If realized, this will be the lowest average yield since 1995. Area harvested for grain is forecast at 87.4 million acres, unchanged from the August forecast but up 4 percent from 2011.
So the area harvested is the same, but productivity is down 13% and that's OK....?

Higher prices may be Ok for maintaining income for the farmers, but it's not good for ANYONE else, particularly those least able to pay for the price rises in corn, wheat, bread and any other related product.
 
Fixed what, it just suggests that the harvest plus the stored grain is OK last year, it does not suggest that it is sustainable, especially with a greater than 10% deficit in the harvest! You really are grasping at straws.
 
That question is not so much kriptonite as pure stupid. The anthropogenic CO2 has a specific isotopic signature that shows we are responsible for the accumulation over the last decades; there is no cyclic atmospheric warming that ended in 1998. The atmospheric warming did not end in 1998, as you can see



and the heat content of the ocean has been accumulating brutally.
 
How does the ratio of crop yeild to acreage cultivated compare to those other seven years?

A word of warning : crop yields are often calculated against area harvested, not area planted, so if a farmer abandons some fields in order to adequately irrigate the others it doesn't show up in the yield. Something to look out for, since (as you so rightly say)



... if you select your data carefully enough, looking only for that which you can misrepresent and exaggerate, while ignoring the overwhelming majority of data and trends, you can spin, twist and contort support for virtually any fringe construction your disconnected from reality ideology requires ...
 
A word of warning : crop yields are often calculated against area harvested, not area planted, so if a farmer abandons some fields in order to adequately irrigate the others it doesn't show up in the yield. Something to look out for, since (as you so rightly say)

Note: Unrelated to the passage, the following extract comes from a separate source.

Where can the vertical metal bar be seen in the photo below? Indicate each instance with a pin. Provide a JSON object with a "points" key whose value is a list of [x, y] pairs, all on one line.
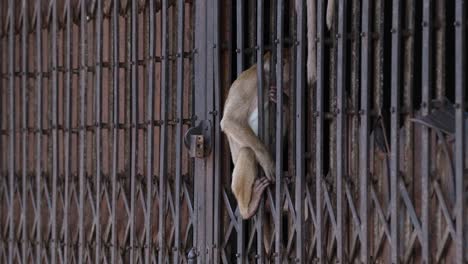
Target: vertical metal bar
{"points": [[425, 108], [210, 166], [24, 88], [240, 68], [97, 111], [11, 146], [200, 109], [216, 116], [319, 125], [261, 122], [53, 219], [364, 127], [115, 121], [395, 121], [133, 130], [82, 143], [150, 136], [340, 125], [460, 128], [180, 117], [440, 56], [300, 128], [39, 130], [67, 143], [279, 132], [163, 135]]}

Sounds reasonable, so I should have asked "... ratio of crop yeild to acreage cultivated harvested compare to those other seven years...," which would have still forced the same point I was aiming for, primarily that yeild per acre is actually decreasing in many areas of the globe due to weather extremes, and that farmers are actually putting larger amounts of acerage into certain crop production in the hopes that they can produce the same (or greater) net yeild.
 
In the world of reason and accountability, people who grow the food we eat, and keep the machines we depend on running, they matter a lot more than some doomsayer trying to scare people. And sell books.

Actually, the authors of doom and disaster don't really matter at all. They contribute nothing, and live off of those who produce.
 
In the world of reason and accountability, people who grow the food we eat, and keep the machines we depend on running, they matter a lot more than some doomsayer trying to scare people. And sell books.

Actually, the authors of doom and disaster don't really matter at all. They contribute nothing, and live off of those who produce.

yur darn rite darn them book ritin ivry tower intalecchewals:rolleyes:

The recipient of 26 honorary degrees and a MacArthur Fellowship, Brown has been described by the Washington Post as "one of the world's most influential thinkers."

Shortly after earning a degree in agricultural science from Rutgers University in 1955, through the International Farm Youth Exchange Program, he spent six months living in rural India where he became intimately familiar with food and population issues. "His experiences in Indian villages changed his life," wrote biographer David De Leon. "Although he went back to growing tomatoes when he returned to the United States, this no longer seemed like exciting work." ."[9]

Brown decided that to work on the global food issue, he would need to work for the U.S. Department of Agriculture's (USDA) Foreign Agricultural Service (FAS). .[10] He learned that before they would hire him, he needed to have a degree in agricultural economics. Brown took nine months to earn a masters degree in agricultural economics from the University of Maryland and in 1959 joined FAS as an international agricultural analyst in the Asia branch.[9] A year or so later, he took a nine-month leave to earn a master of public administration from Harvard's John F. Kennedy School of Government.